Undaunted, Mann and Pickens ordered a new 1963 Corvette Sting Ray coupe equipped with the RPO L84 fuel injected 327/360 HP engine, the same one used in the Z06, with the goal to assemble all the other pieces needed to build their own. The new car arrived to a flurry of modifications that included a roll cage, a comprehensive weight-reduction program and competition brakes. A recreational gambler, Pickens completed his new racer by painting his number - 711 - as dice on the doors, hood and rear deck.
Pickens raced the car throughout California in 1963, but his fifteen minutes of fame arrived in July when filming began in Nevada on the new racing-themed Elvis Presley movie Viva Las Vegas. The producers needed real race cars for the movie’s climactic racing scene, especially a new Corvette, and Pickens’ dice-liveried Riverside Red racer was the perfect choice.
It turned out to be Gary Pickens’ most lucrative payday; MGM rented the car for the duration of filming and paid Pickens to drive it, including a $500 bonus for the famous spinout scene, during which the car received the only racing damage of its career, hitting the rear clip without damaging the frame or any other fiberglass.
Gary Pickens raced the 711 Corvette again in 1964 with a replacement 1964 327/375 HP engine, eventually selling it to fellow racer Ron Herrera. In 1972, it went into private ownership in Los Angeles, where it cruised the streets--still in racing configuration--before disappearing into a garage.
Although hunted for years by hopeful collectors, the car remained secreted until 2011, when Corvette specialist Mike Scott learned that it was owned by a customer and close friend in Torrance, California. Scott and restorer Gary Nabers confirmed the car’s history, purchased it, and brought it to Nabers Brothers of Houston, Texas, who completed a thorough no-expense-spared restoration in March 2013 to qualify it for the National Corvette Restorers Society (NCRS) American Heritage Award.
The Concours quality restoration included retaining the well-preserved interior, the 1964 engine Pickens installed, and the original matching-numbers Borg-Warner T-10 4-speed. Rare period-correct Z06 components were sourced and used wherever necessary, ensuring the car is authentically configured as it ran at Riverside in 1963.

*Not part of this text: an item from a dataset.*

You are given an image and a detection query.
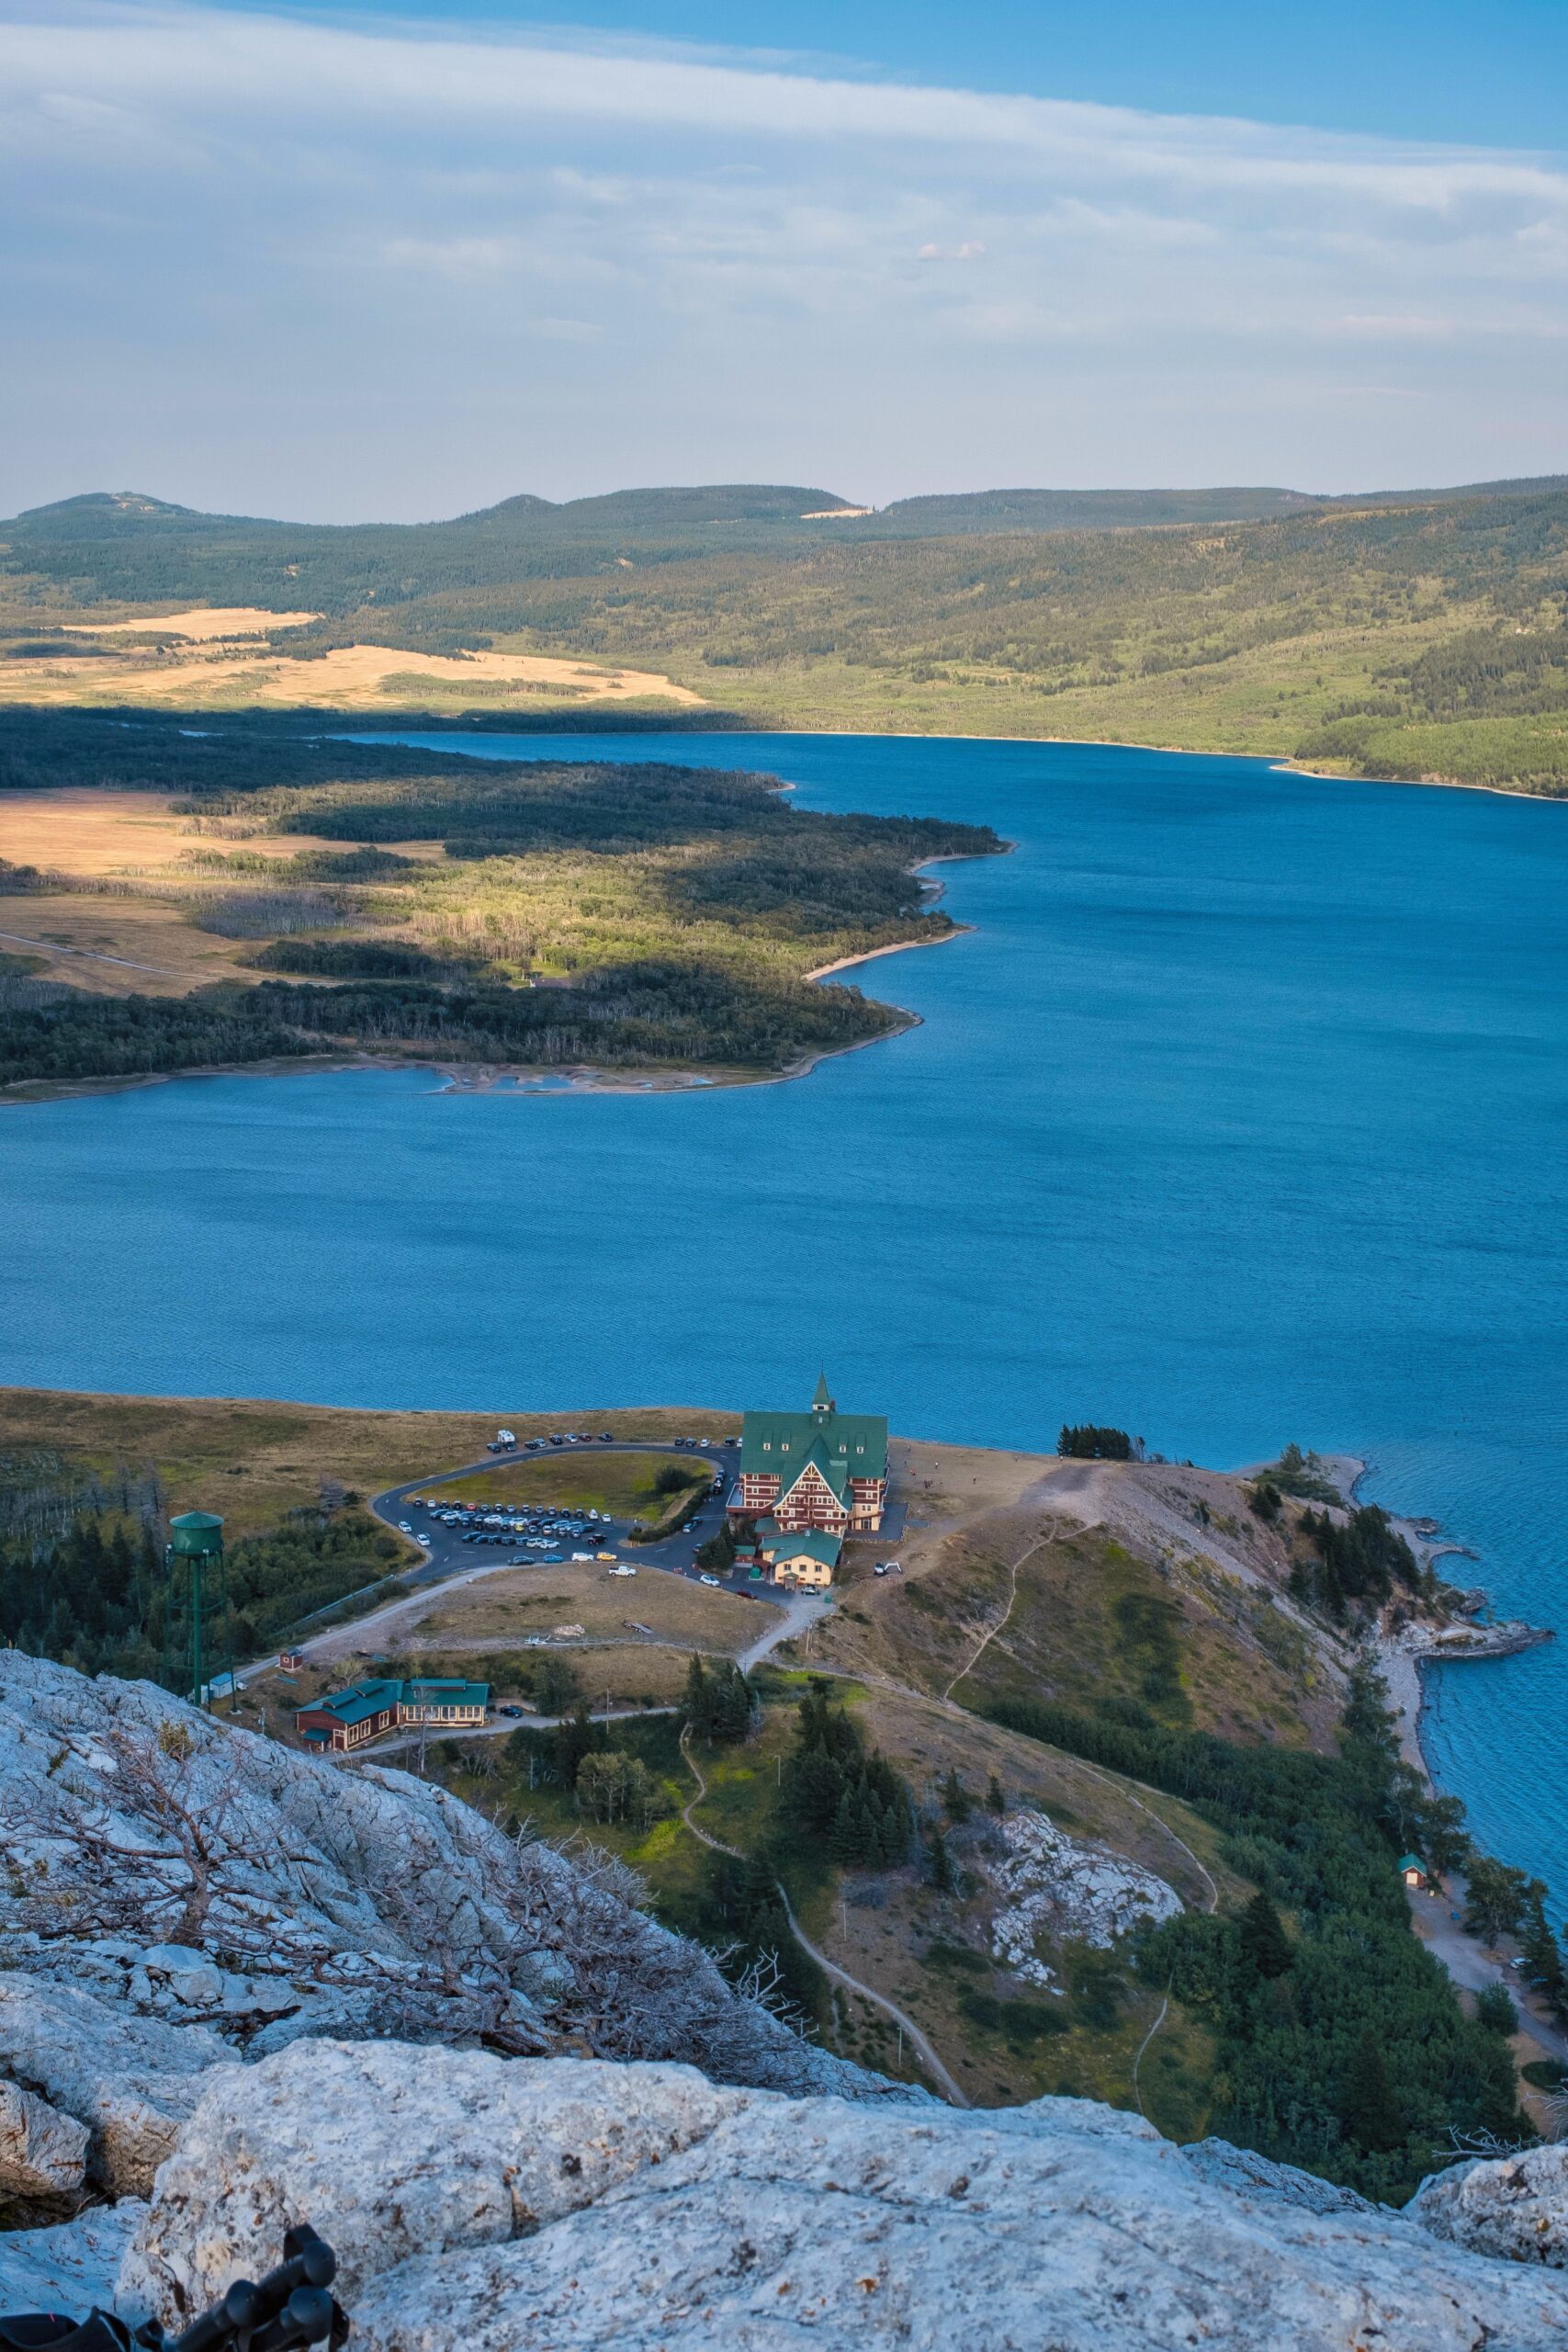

The 711 Corvette has since been accepted into the Registry of Corvette Race Cars, qualifying it for vintage racing events at a wide range of venues. Importantly, it is fully mechanically sorted for high performance driving, a hard runner that tracks straight and handles and brakes with consistency and predictability.
The Gary Pickens 711 1963 Corvette Sting Ray coupe combines provenance as a historically significant racing Corvette with that of a genuine movie star car, a rare combination that puts it in a category all its affords it a singularly unique position in the collector Corvette milieu.